# Data Wrangling Template

### Table Of Contents 
<ul>
<li><a href="#intro">Introduction</a></li>
<li><a href="#gather">Gather</a></li>
<li><a href="#assess">Assess</a></li>
<li><a href="#clean">Clean</a></li>
<li><a href="#vizualize">Storing, Analyzing, and Visualizing Data</a></li>
</ul>

<a id='intro'></a>
## Introduction

Real-world data rarely comes clean. In this project, I will be using Python and its libraries, to gather data from a variety of sources and in a variety of formats, assess its quality and tidiness, then clean it.

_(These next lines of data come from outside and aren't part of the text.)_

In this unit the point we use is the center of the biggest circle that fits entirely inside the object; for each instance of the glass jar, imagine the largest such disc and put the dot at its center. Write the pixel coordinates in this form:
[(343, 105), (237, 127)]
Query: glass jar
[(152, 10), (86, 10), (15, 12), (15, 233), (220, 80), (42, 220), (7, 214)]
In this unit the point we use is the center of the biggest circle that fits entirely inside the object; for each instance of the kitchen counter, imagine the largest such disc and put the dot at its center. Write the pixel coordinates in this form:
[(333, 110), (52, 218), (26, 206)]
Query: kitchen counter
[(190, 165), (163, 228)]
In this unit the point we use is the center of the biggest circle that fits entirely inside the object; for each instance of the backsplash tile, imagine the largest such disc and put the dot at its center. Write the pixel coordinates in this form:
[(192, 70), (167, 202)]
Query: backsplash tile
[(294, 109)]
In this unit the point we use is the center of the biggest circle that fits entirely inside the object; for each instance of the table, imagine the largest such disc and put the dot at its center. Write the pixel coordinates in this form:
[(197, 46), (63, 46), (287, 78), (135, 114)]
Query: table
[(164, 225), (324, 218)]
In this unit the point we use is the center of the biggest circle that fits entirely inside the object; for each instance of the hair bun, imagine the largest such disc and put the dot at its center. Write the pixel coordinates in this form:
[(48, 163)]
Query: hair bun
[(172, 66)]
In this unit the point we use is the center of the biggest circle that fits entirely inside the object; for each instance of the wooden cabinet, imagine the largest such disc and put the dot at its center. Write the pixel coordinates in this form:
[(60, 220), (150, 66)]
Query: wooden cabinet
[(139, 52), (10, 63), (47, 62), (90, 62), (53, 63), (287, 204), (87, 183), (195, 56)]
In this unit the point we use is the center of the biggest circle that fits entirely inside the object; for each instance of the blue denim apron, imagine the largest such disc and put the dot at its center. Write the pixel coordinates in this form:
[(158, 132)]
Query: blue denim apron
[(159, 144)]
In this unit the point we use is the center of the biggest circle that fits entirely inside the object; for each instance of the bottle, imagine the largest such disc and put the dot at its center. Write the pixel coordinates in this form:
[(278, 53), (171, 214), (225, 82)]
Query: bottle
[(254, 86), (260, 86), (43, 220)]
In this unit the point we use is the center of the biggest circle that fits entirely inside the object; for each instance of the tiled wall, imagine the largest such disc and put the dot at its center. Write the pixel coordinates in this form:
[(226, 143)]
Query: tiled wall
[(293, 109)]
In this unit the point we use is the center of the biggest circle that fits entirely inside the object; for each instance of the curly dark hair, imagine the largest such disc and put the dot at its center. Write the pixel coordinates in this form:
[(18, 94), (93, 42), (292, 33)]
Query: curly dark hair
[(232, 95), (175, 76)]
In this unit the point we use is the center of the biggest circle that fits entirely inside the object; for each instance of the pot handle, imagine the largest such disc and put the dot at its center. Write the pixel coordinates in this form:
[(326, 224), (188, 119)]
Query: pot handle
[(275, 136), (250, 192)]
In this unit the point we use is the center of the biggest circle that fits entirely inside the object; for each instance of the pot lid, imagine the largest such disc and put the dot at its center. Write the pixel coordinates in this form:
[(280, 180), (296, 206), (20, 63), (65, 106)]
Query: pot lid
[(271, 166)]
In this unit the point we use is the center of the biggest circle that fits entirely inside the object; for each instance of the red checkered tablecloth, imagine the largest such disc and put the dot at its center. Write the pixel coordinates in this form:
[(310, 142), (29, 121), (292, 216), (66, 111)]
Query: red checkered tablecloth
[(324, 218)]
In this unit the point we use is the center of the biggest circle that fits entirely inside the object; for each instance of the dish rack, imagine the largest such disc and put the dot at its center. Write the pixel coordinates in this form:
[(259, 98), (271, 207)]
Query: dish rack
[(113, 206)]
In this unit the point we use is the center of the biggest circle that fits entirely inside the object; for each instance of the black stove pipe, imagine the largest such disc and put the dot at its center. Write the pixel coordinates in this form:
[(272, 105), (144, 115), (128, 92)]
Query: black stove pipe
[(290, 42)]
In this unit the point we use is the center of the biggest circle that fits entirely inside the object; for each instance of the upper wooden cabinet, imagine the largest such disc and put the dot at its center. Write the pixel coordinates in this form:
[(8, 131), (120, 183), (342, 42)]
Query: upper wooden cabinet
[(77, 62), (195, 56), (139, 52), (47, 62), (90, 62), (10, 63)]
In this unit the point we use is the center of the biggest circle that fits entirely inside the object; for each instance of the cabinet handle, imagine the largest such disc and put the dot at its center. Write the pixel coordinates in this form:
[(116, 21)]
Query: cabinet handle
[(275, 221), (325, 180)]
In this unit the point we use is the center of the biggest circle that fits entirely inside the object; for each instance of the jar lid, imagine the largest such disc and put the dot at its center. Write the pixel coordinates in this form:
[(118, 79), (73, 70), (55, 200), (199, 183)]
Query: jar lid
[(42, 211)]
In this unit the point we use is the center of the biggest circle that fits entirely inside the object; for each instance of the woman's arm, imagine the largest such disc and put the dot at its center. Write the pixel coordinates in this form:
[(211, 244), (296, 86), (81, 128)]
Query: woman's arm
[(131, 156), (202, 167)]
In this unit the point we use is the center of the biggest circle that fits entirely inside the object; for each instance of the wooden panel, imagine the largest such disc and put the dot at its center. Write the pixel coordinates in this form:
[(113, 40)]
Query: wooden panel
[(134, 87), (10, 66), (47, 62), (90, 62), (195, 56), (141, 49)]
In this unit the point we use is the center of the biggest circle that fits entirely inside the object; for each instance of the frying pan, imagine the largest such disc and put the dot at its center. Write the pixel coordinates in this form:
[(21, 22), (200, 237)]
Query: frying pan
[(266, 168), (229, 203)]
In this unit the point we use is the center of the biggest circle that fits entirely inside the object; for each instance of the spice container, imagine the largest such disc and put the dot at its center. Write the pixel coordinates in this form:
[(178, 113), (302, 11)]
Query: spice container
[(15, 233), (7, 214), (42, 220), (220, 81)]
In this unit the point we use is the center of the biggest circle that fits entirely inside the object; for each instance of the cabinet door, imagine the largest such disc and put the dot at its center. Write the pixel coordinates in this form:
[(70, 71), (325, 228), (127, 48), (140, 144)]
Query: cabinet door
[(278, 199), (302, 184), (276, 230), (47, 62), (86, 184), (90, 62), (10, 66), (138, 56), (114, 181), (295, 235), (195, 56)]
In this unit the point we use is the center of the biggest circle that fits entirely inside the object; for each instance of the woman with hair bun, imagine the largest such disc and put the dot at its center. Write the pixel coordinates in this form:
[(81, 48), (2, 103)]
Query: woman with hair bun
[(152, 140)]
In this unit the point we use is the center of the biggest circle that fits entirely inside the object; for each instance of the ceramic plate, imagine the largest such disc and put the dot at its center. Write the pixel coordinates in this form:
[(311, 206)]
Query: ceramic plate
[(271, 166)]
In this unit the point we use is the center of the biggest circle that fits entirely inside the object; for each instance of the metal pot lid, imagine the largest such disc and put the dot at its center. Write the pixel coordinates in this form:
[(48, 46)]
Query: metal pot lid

This is called data wrangling.

The dataset that I will be wrangling (and analyzing and visualizing) is the tweet archive of Twitter user **@dog_rates**, also known as WeRateDogs. WeRateDogs is a Twitter account that rates people's dogs with a humorous comment about the dog. These ratings almost always have a denominator of 10. The numerators, though? Almost always greater than 10. 11/10, 12/10, 13/10, etc. Why? Because "they're good dogs Brent." WeRateDogs has over 4 million followers and has received international media coverage.

In [None]:
#import packages 
import pandas as pd 
import numpy as np
import os
import requests 
import json
import matplotlib.pyplot as plt
%matplotlib inline
import seaborn as sns
from wordcloud import WordCloud, STOPWORDS, ImageColorGenerator

<a id='gather'></a>
## Gather

### 1.The WeRateDogs Twitter archive  


In [None]:
#read WeRateDogs twitter data from a csv file  
twitter_archive_data = pd.read_csv('twitter-archive-enhanced.csv')
twitter_archive_data.head()

### 2. Image Predictions File 

In [None]:
#download Image predictions file programmatically using request library 
url = 'https://d17h27t6h515a5.cloudfront.net/topher/2017/August/599fd2ad_image-predictions/image-predictions.tsv'
response = requests.get(url)
response.status_code

In [None]:
#read Image Predictions file 
image_pred = pd.read_csv(url, delimiter='\t')
image_pred.tail()

### 3. Twitter API data 

In [None]:
#Unfortunately, I do not have access to Twitter API, so I will be using tweet json.text file instead, This the code used to access Twitter API

#import tweepy
#from tweepy import OAuthHandler
#import json
#from timeit import default_timer as timer 
#Query Twitter API for each tweet in the Twitter archive and save JSON in a text file
#These are hidden to comply with Twitter's API terms and conditions
#consumer_key = 'HIDDEN'
#consumer_secret = 'HIDDEN'
#access_token = 'HIDDEN'
#access_secret = 'HIDDEN'
#auth = OAuthHandler(consumer_key, consumer_secret)
#auth.set_access_token(access_token, access_secret)
#api = tweepy.API(auth, wait_on_rate_limit=True)
#tweet_ids = df_1.tweet_id.values
#len(tweet_ids)
#Query Twitter's API for JSON data for each tweet ID in the Twitter archive
#count = 0
#fails_dict = {}
#start = timer()
#Save each tweet's returned JSON as a new line in a .txt file
#with open('tweet_json.txt', 'w') as outfile:
 #This loop will likely take 20-30 minutes to run because of Twitter's rate limit
    #for tweet_id in tweet_ids:
        #count += 1
        #print(str(count) + ": " + str(tweet_id))
       # try:
        #    tweet = api.get_status(tweet_id, tweet_mode='extended')
        #    print("Success")
       #     json.dump(tweet._json, outfile)
       #     outfile.write('\n')
       # except tweepy.TweepError as e:
      #      print("Fail")
      #      fails_dict[tweet_id] = e
      #      pass
#end = timer()
#print(end - start)
#print(fails_dict)``
tweet = pd.read_json(r'tweet-json.txt', lines=True)
tweet_json= pd.DataFrame(tweet, columns = ['id', 'favorite_count','retweet_count'])
tweet_json.sample()

<a id='assess'></a>
## Assess

### Visual Assessment 

In [None]:
twitter_archive_data

In [None]:
image_pred

In [None]:
tweet_json

### Programmatic Assessment 

#### 1. The WeRateDogs Twitter archive 

In [None]:
twitter_archive_data.info()

In [None]:
twitter_archive_data.sample(5)

In [None]:
twitter_archive_data.name.value_counts()

In [None]:
(twitter_archive_data.duplicated()).sum()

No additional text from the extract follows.